• Reflexões sobre o poeta da América

  • Continua após o anúncio
  • Continua após o anúncio
  • 21/02/2017 09:10

    Aproveito o período carnavalesco para refletir um pouco sobre o poeta da America. Trato de Pablo Neruda. Batizado com o nome de Ricardo Eliezer Neftali Reyes Basoalto, nasceu em 1904, no longínquo lugarejo de Parral, “um polvoso pueblo blanco y lejano”, mas encontra suas primeiras revelações para a vida e para a poesia em Temuco, no centro da “Araucanía”, no sul do Chile, uma região de rios caudalosos, florestas e muita chuva.

    É em Temuco que conhecerá Gabriela Mistral, com quem mais tarde dividirá o Prêmio Nobel, ao conquistar a honraria maior da literatura universal, neste lado de cá da América, ao lado do colombiano Gabriel García Márquez e do peruano Mario Vargas Llosa. Na sua pequena aldeia, Neruda fará as primeiras investigações sobre seu passado e escreverá seus poemas inaugurais, dobrando-se diante das inclinações culturais de seu povo, uma marca que percorrerá a sua extensa obra literária.

    Morre doze dias após o golpe militar de 11 de setembro de 1973, que levou o presidente Allende ao suicídio, no cerco ao Palácio de la Moneda, sob o comando de Pinochet, um dos ditadores mais cruéis do século XX. Vencido pela doença insidiosa, a agressão brutal à liberdade certamente apressou-lhe os passos, ao ver soterrada a democracia, até então tida como a melhor experiência na América Latina, o seu mais duradouro exemplo.

    Neruda foi fecundo e intenso.
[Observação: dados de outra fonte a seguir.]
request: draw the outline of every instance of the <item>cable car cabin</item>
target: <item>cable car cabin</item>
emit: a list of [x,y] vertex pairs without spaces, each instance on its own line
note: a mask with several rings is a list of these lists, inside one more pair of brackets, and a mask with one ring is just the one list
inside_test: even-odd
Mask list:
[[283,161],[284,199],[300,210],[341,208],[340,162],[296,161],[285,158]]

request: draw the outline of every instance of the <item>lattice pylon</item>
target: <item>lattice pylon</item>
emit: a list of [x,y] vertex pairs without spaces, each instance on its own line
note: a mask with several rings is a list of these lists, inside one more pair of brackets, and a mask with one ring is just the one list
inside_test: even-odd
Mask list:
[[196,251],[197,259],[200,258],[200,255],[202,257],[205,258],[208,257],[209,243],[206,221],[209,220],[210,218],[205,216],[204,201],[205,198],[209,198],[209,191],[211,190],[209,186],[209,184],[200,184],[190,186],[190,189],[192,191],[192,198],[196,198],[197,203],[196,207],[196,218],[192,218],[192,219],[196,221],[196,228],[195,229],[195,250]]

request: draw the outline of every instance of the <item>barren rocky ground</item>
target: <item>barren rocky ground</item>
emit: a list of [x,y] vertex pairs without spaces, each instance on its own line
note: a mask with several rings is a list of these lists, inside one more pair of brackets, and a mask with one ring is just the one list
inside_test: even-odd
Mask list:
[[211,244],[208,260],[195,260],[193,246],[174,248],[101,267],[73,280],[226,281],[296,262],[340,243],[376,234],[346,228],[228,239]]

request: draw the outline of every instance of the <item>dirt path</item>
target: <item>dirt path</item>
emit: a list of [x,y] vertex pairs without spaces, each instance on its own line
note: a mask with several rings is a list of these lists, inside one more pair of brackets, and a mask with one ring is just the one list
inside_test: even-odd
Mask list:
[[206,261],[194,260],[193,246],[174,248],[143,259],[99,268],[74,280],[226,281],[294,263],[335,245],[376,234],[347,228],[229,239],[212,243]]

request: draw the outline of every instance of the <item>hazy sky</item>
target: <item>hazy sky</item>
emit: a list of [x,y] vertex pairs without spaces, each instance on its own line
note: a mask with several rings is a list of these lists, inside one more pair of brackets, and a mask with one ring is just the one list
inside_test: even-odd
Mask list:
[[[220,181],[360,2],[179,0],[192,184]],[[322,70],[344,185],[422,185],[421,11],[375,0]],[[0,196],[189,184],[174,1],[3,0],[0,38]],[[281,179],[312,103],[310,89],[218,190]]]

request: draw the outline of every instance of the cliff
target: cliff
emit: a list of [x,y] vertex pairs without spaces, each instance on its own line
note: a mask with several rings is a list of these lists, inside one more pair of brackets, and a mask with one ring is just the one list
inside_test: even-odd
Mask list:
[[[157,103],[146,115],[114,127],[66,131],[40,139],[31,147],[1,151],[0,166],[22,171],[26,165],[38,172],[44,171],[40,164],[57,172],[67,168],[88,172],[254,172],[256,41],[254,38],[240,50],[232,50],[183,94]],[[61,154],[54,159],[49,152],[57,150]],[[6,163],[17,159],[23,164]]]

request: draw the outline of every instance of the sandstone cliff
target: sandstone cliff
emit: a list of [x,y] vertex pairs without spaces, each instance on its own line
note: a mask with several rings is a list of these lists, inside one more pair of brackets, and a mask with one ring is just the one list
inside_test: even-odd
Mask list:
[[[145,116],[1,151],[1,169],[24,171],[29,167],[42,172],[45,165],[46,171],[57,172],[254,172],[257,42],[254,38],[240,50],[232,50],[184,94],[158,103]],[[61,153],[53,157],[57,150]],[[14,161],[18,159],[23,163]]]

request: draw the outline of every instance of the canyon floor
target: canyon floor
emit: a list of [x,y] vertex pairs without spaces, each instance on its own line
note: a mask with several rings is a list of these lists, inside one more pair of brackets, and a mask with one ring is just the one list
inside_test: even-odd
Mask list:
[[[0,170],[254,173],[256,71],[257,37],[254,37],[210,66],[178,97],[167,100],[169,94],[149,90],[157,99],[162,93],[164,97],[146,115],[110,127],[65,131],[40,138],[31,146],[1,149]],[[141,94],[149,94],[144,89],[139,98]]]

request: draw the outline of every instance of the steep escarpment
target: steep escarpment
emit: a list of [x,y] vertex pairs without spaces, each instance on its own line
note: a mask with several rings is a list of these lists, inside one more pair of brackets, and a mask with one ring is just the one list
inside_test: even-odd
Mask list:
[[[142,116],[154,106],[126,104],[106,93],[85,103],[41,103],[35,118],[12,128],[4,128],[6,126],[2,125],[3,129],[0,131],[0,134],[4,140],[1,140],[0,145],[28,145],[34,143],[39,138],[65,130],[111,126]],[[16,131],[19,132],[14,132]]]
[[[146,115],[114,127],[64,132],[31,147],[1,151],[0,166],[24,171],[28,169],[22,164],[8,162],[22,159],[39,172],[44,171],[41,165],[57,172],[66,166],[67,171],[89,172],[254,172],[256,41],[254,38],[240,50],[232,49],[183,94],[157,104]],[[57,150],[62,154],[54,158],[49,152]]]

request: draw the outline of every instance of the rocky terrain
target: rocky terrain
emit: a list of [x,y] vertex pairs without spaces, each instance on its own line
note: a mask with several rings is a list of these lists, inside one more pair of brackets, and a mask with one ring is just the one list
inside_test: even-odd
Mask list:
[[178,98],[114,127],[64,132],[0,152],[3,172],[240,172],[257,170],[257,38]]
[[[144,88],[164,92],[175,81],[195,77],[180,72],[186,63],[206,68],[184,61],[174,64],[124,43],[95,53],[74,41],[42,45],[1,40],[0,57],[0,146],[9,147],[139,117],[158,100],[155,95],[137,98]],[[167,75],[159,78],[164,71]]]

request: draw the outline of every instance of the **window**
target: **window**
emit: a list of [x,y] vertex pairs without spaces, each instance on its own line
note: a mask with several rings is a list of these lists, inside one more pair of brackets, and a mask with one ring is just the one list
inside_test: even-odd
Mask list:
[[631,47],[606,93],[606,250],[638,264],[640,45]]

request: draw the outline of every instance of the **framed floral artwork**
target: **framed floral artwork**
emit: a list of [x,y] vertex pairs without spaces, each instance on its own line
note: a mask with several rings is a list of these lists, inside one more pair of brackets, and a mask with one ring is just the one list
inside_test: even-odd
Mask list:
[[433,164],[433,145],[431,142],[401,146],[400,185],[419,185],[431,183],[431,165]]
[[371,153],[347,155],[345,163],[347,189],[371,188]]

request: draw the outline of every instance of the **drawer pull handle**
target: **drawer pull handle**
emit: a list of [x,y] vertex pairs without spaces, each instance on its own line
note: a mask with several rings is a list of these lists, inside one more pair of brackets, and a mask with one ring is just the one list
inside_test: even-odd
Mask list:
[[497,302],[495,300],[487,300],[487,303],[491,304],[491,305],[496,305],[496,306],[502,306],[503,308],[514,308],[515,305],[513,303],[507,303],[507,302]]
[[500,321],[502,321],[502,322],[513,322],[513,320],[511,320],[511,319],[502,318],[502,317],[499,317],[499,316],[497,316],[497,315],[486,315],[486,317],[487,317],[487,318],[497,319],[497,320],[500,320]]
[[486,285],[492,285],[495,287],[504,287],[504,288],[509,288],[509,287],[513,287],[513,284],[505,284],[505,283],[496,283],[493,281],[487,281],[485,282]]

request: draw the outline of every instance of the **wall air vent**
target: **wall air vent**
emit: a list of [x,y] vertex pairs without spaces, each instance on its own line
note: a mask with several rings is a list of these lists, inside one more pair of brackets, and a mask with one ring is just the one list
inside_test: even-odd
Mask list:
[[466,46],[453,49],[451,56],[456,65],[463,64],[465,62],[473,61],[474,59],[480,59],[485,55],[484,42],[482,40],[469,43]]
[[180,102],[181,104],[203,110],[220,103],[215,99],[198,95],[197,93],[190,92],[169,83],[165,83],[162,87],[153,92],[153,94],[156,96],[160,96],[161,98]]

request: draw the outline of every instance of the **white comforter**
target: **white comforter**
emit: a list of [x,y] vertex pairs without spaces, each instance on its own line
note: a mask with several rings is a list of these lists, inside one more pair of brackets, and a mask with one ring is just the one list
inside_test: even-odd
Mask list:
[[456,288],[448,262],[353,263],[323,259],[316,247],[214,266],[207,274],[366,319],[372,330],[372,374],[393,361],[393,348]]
Desde cedo, ainda nos albores da existência, pôs-se a serviço do melhor do pensamento transformador e libertário. Usou a poesia como o mais belo instrumento em defesa do homem, para libertá-lo de suas amarras e de seus sofrimentos indizíveis. Foi a palavra da América, a voz daqueles que ainda hoje não conseguem levantar os olhos para ver os Andes, para divisar o “cumbre” de suas montanhas prateadas e eternas. Falou do amor e dele valeu-se para alcançar o sentido de emancipação do verbo, com toda a sua carga poética e divina.

    Em sua pequena aldeia, na acanhada Temuco, em contato com a ancestralidade da cultura mapuche, via-se desde os primeiros anos da juventude como o andarilho da aldeia global, que terminou por se tornar, senhor de seus caminhos mais remotos. Em qualquer lugar, época ou circunstância, mostrou-se sempre um aliado do bem, da boa safra e da boa colheita, uma inclinação solidária permanente, disposta a repartir o vinho e o pão de suas origens.

    No ano do centenário de nascimento de Pablo Neruda, estive em suas três casas no Chile, transformadas em memoriais do poeta. Uma, em Santiago – La Chascona; outra, em Valparaíso – La Sebastiana; e, a mais famosa, a de Isla Negra, onde descansa com Matilde, sua última mulher e companheira, de frente para a imensidão do mar do Pacífico, uma de suas paixões mais constantes. Nelas, a humanidade, em imagens, esculturas, “mascarones” de proa e de popa, quadros, coleções de garrafas de cristal, de bonecas russas e de porcelana, um sem número de objetos que foi recolhendo pelo mundo afora.

    Nas suas dependências, a presença dos amigos, com quem partilhava a mesa, o copo, a vida. Em La Sebastiana, num álbum de fotografias, o Brasil e a Amazônia, na imagem do meu amigo e poeta Thiago de Melo, ao lado de Neruda e de Matilde, num ambiente de ternura e acolhimento.